Fue entonces cuando me puse a hojear libros de
ocultismo. Y una mañana, sin esperarlo, me encontré las páginas que por tanto
tiempo había buscado : Siguiendo los pasos de una cuidadosa práctica vudú,
descubrí que es posible enfurecerse solo y caer poseído por la ira sin la
complicidad de nadie. Aquello fue como un despertar después de haber vivido por
tanto tiempo con la insoportable simpleza de carácter de los seres
equilibrados. Leí cuidadosamente el método de aquel genio de la furia y empecé
a practicar sus ejercicios religiosamente. Seleccioné como el momento más
oportuno para hacerlo media hora después del almuerzo, cuando reposaba.
Sobre el lecho, con un espejo enfrente para
disfrutar del espectáculo, pensaba en algo horrible que me pudiera ocurrir en
ese día.
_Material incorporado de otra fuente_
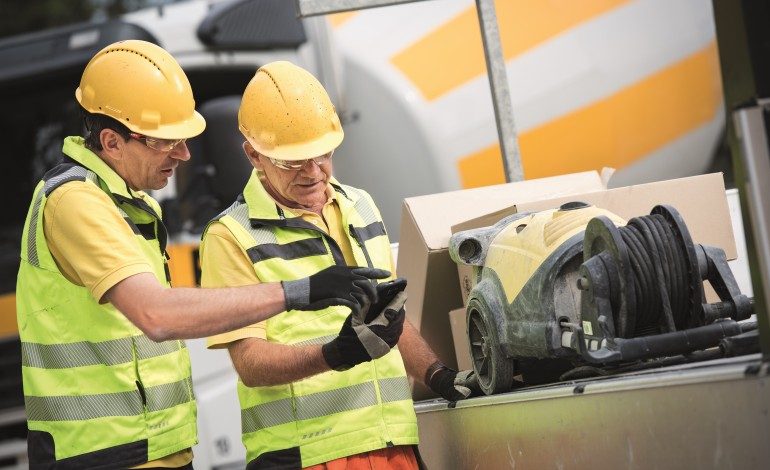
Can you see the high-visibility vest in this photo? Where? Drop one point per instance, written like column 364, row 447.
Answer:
column 98, row 392
column 333, row 414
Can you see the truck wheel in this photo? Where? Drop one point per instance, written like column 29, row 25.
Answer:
column 493, row 369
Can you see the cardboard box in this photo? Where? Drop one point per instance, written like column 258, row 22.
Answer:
column 423, row 257
column 460, row 339
column 700, row 200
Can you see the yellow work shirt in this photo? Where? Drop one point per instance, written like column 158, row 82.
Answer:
column 225, row 264
column 94, row 247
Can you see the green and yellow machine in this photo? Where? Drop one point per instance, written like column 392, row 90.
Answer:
column 576, row 291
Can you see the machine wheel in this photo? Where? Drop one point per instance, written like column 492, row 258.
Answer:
column 493, row 369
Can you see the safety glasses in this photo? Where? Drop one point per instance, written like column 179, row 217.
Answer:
column 162, row 145
column 297, row 164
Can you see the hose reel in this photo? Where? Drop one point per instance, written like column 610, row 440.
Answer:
column 642, row 290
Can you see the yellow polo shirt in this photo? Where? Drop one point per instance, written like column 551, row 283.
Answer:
column 225, row 264
column 94, row 247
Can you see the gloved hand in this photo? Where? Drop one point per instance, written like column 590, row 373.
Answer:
column 335, row 285
column 450, row 384
column 361, row 341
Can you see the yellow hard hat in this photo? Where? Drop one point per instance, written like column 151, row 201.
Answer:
column 140, row 85
column 286, row 114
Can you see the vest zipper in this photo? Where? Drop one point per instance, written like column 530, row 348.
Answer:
column 142, row 393
column 361, row 245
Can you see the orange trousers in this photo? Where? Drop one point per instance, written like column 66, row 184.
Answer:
column 389, row 458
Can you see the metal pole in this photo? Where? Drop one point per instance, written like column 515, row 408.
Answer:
column 493, row 53
column 501, row 96
column 751, row 129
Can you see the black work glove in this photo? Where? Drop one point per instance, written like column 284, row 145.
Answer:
column 335, row 285
column 361, row 341
column 450, row 384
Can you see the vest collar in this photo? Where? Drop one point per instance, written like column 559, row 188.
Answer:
column 262, row 206
column 74, row 147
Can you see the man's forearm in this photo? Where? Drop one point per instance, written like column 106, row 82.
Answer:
column 417, row 355
column 183, row 313
column 261, row 363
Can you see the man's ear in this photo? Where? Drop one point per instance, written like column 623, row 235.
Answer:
column 112, row 144
column 252, row 155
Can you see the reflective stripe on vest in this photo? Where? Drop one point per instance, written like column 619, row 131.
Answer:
column 323, row 403
column 87, row 353
column 131, row 403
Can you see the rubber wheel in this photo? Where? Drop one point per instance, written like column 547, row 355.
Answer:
column 493, row 369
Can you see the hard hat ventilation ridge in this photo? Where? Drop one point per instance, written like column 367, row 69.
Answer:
column 275, row 83
column 137, row 53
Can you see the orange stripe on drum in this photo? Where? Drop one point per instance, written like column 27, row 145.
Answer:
column 452, row 54
column 338, row 19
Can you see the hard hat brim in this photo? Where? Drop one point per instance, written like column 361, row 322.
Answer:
column 186, row 129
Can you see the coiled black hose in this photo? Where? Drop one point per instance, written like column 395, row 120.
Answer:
column 659, row 272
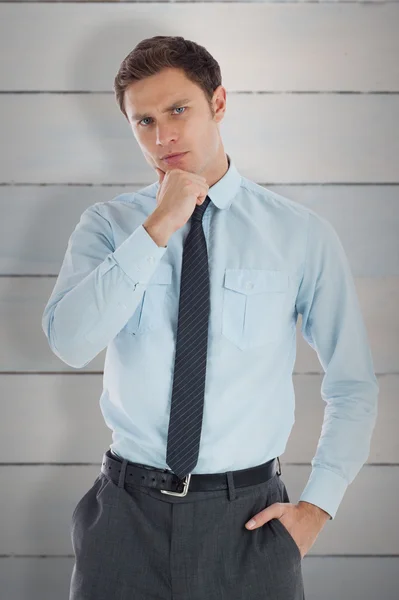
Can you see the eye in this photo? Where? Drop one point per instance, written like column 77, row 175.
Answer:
column 177, row 108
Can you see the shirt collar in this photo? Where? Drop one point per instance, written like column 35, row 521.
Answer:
column 223, row 191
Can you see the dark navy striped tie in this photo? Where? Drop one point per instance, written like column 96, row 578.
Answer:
column 187, row 403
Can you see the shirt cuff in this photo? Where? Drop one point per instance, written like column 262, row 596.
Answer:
column 138, row 256
column 325, row 489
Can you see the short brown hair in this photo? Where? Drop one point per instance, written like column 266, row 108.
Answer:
column 151, row 55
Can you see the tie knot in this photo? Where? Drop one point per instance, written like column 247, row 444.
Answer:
column 200, row 209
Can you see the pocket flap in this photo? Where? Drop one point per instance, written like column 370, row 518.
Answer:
column 254, row 281
column 162, row 274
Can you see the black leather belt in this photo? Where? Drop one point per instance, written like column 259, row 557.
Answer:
column 169, row 483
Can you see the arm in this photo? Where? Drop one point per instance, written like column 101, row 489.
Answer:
column 98, row 288
column 333, row 326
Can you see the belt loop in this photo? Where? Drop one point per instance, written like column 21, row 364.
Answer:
column 121, row 482
column 230, row 484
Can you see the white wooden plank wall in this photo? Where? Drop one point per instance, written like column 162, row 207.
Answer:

Me iba molestando lentamente y de pronto lanzaba el libro contra el
suelo, y pensando en la torpeza de alguna secretaria imaginaria, gritaba:
-¡Inútil! –- Te comiste tres palabras claves ¿No
sabes escribir? ¿Eres idiota? ¡Sólo una retrasada como tú podría hacer esto,
justo cuando tengo que entregar el informe!
Imaginaba a la pobre mujer tratando de disculparse
diciendo que lo había hecho con el máximo cuidado. Entonces me enfurecía más
hasta llegar al frenesí. Lanzaba el jarro de agua contra el espejo y le caía a
puntapiés a todo lo que se interfería en mi camino. En esos momentos sentía el
flujo sanguíneo llegando impetuosamente a nivel auricular.
Con tanta rabia en el cerebro se transmitía una
presión anómala en el interior del corazón. Por ello, en las primeras épocas,
incapaz de controlar el volumen sistólico que aumentaba peligrosamente, caía al
suelo al producirse la insuficiencia cardíaca.
Allí conocí la muerte. Prácticamente venía a
recogerme en cada ataque; pero el libro con el cual me había adoctrinado me
enseñaba cómo detenerla: había que decirle -Vete muerte. Y de inmediato empezar
con unos ejercicios pulmonares especiales. Después, venía un relax intenso y
dejaba que la calma me dominara por un rato antes volver a enfurecerme.
De esta forma cada vez puedo encolerizarme más,
hasta niveles que difícilmente se logran discutiendo tonterías con la esposa o
en la calle. Muchas veces por la rabia, la presión arterial es tan alta
que se me cierra completamente el orificio de la válvula mitral. Entonces quedo
muerto hasta dos días, pero después me recupero mucho más reconfortado. En los
últimos tiempos he tenido problemas con los vecinos que me oyen asustados
destrozar el apartamento. Piensan que hay alguien conmigo y llaman a la policía,
pero cuando llegan, yo estoy de lo más tranquilo reposando en un sillón y no
hallan qué hacer de la vergüenza.
Estas prácticas son lentas y continuas; sin embargo
tienen la ventaja de que una vez que han sido dominadas, se puede controlar la
entrada y salida de la muerte, uno de los más grandes placeres de la vida.